Re: BTI interaction between seccomp filters in systemd and glibc mprotect calls, causing service failures
From: Topi Miettinen <hidden>
Date: 2020-10-22 10:39:30
Also in:
lkml
On 22.10.2020 10.54, Szabolcs Nagy wrote:
The 10/21/2020 22:44, Jeremy Linton wrote:quoted
There is a problem with glibc+systemd on BTI enabled systems. Systemd has a service flag "MemoryDenyWriteExecute" which uses seccomp to deny PROT_EXEC changes. Glibc enables BTI only on segments which are marked as being BTI compatible by calling mprotect PROT_EXEC|PROT_BTI. That call is caught by the seccomp filter, resulting in service failures. So, at the moment one has to pick either denying PROT_EXEC changes, or BTI. This is obviously not desirable. Various changes have been suggested, replacing the mprotect with mmap calls having PROT_BTI set on the original mapping, re-mmapping the segments, implying PROT_EXEC on mprotect PROT_BTI calls when VM_EXEC is already set, and various modification to seccomp to allow particular mprotect cases to bypass the filters. In each case there seems to be an undesirable attribute to the solution. So, whats the best solution?the easy fix in glibc is to ignore mprotect(PROT_BTI|PROT_EXEC) failures, so programs work with seccomp filters, but bti gets disabled (it's unreasonable to expect bti protection if mprotect is filtered). it will be a nasty silent failure though.

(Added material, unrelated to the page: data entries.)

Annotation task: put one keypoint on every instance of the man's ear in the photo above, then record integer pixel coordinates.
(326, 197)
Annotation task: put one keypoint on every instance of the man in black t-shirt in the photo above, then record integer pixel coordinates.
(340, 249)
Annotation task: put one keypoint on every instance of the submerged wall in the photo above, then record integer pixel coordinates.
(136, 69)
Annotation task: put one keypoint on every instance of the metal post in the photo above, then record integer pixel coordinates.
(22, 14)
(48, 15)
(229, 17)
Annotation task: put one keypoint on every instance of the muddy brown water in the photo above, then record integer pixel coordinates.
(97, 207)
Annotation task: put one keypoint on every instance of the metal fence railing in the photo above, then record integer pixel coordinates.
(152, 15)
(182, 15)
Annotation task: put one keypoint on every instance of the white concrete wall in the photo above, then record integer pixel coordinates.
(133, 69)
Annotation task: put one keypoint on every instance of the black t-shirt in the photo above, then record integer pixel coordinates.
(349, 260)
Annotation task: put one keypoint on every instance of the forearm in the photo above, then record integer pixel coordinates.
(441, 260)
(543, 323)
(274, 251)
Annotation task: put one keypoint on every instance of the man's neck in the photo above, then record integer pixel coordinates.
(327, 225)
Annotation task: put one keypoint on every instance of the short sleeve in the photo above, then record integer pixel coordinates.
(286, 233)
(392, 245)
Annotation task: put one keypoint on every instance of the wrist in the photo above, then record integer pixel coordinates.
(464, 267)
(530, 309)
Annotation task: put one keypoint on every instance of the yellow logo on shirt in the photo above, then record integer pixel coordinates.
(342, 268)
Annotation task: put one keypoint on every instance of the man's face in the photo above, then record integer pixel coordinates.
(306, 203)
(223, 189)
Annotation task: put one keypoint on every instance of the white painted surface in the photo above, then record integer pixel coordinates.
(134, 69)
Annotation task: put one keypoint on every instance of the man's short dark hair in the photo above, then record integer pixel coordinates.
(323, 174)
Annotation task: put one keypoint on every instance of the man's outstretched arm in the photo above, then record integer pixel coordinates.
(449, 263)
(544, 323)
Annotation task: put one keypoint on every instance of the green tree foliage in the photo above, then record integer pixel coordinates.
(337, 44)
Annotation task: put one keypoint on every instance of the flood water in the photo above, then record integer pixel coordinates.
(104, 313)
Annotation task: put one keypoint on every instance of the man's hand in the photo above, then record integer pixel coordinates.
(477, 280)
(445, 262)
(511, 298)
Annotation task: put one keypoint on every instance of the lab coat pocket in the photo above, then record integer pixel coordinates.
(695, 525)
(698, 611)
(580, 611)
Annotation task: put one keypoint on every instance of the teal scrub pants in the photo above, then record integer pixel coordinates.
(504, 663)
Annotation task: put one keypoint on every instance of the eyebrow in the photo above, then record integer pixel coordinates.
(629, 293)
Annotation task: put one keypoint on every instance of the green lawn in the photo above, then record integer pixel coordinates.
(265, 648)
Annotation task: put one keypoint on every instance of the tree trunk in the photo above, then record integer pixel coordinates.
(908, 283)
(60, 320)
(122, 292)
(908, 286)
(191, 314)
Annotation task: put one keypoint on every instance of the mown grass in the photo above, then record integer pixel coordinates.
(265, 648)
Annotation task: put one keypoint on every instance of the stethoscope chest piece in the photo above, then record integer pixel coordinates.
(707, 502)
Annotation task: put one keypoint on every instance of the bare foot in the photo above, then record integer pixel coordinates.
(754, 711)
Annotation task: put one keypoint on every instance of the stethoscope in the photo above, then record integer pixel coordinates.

Some may also want to use seccomp filters so that they will immediately kill the process and in this case they couldn't do it.
and i'm also considering a fix that re-mmaps the executable segment with PROT_BTI instead of mprotect since that is not filtered. unfortunately the main exe is mmaped by the kernel without PROT_BTI and the libc does not have the fd to re-mmap. (bti can be left off for the main exe if mprotect fails and later we can teach the kernel to add bti there.) currently this is not a complete fix so i'm a bit hesitant about it. as for a kernel side fix: if there is a way to only filter PROT_EXEC mprotect on mappings that are not yet PROT_EXEC that would solve this problem (but likely needs new syscall or seccomp capability).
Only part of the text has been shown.